COVID-19 esports series: Kansas school shares winning strategies

Dr. Kristy Custer, principal, and Michael Russell, teacher, at Complete High School Maize offer tips on remote instruction and gaming.

The Academic Esports Conference & Expo is providing technology, academic and esports leaders and professionals with guidance to help navigate the Covid-19 pandemic impacting schools and colleges across the nation. We understand this is a very difficult and unforeseen time in the lives of all educators. As we all work through this together, we are collecting useful insights and strategies from top scholastic esports leaders; plus our magazines, District Administration and University Business, are keeping on top of all the developments and passing helpful information on to you here.

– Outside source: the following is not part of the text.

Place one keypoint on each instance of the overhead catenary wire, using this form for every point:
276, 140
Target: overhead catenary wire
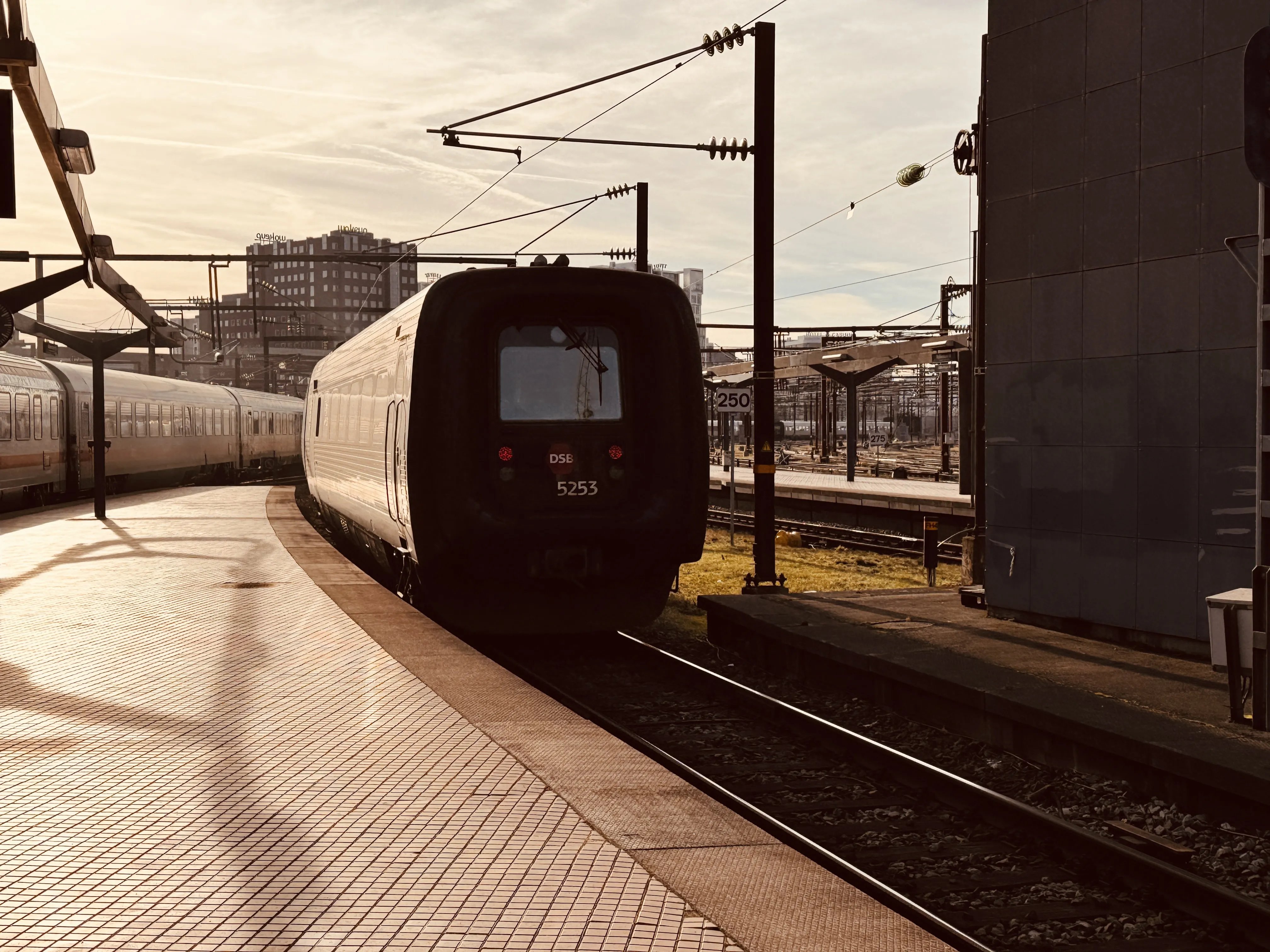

This week, Principal Dr. Kristy Custer and teacher Michael Russell of Complete High School Maize in Kansas, the authors of the popular and free esports Gaming Concepts curriculum, offer impactful tips to utilize during this remote learning period:

  1. Provide Resources: As many schools have moved to an online venue, video gaming is not only a companion platform for learning, but also a comfortable medium that most students are already familiar with. Provide families with high-caliber resources that enhance learning and help set healthy online expectations. The Entertainment Software Rating Board (ESRB) has a simple Family Discussion Guide applicable to all age groups that guides caretakers through common sense conversations with their children. The High School Esports League also offers a free online gaming curriculum in conjunction with the Microsoft Educator Community. Caretakers and teachers can download this STEM.org-approved curriculum to use as an entire course or as standalone lessons.
  2. Preserve Equity: As families adjust to this new educational normal, educators must be mindful of the diverse technology and human resources available to households. While some homes have plentiful devices, high speed internet, and available adults to facilitate learning, other homes may have no technology at all and limited adult assistance with learning. To preserve equity among students, educators must provide both online and non-technology resources. Some people are surprised at the connection between video games and board games. Teamwork, strategic thinking, socialization, and academic engagement are just a few of the benefits board games and video games have in common. Equally engaging for many students, board games provide a non-technology alternative to online gaming.
  3. Promote the positive aspects of video gaming: As out-of-the-box thinking has become the new standard in education, now is the time to promote the positive effects of online gaming. The World Health Organization is utilizing the vast reach of online gaming as a safe social activity that can connect people while maintaining social distance. Video game industry leaders united behind WHO’s health initiatives to launch the #PlayApartTogether campaign that encourages gamers to follow WHO’s health guidelines while supporting positive video gaming experiences. As educators struggle to engage learners, meeting them in the venues where they are spending their time – inside video games – might be just the connection educators are looking for.
  4. Extend personal invitations: “Contact me if you need help” is the in-class equivalent of “Are there any questions?” Neither is an effective way to engage learners if there is no follow-up from the educator. Because of the limited face-to-face interaction between educators and students while social distancing, it is difficult to determine how well students are really doing both emotionally and educationally. Scheduling group online gaming matches and inviting students to join encourages authentic check-in and social interaction that is so vital to staying healthy during social distancing.
  5. Acknowledge that less is more: This is new, and new is hard. Online learning isn’t about taking lesson plans and putting them online, it’s about taking an institution and flipping it upside down. The first lesson educators must learn is “less is more”. Kansas, the first state to cancel in-person classes for the rest of the school year, developed a Continuous Learning Plan that focused on “critical standards” only and limited MAXIMUM student commitment each day to: PreK, 30 minutes; Grades K-1, 45 minutes; Grades 2-3, 60 minutes; Grades 4-5, 90 minutes; Grades 6-12, 30 minutes per teacher (3 hours max in a day). Because most students don’t view playing video games as “learning”, educators can often “sneak in” vital learning elements not always deemed as “critical standards” such as social-emotional learning during student gaming time.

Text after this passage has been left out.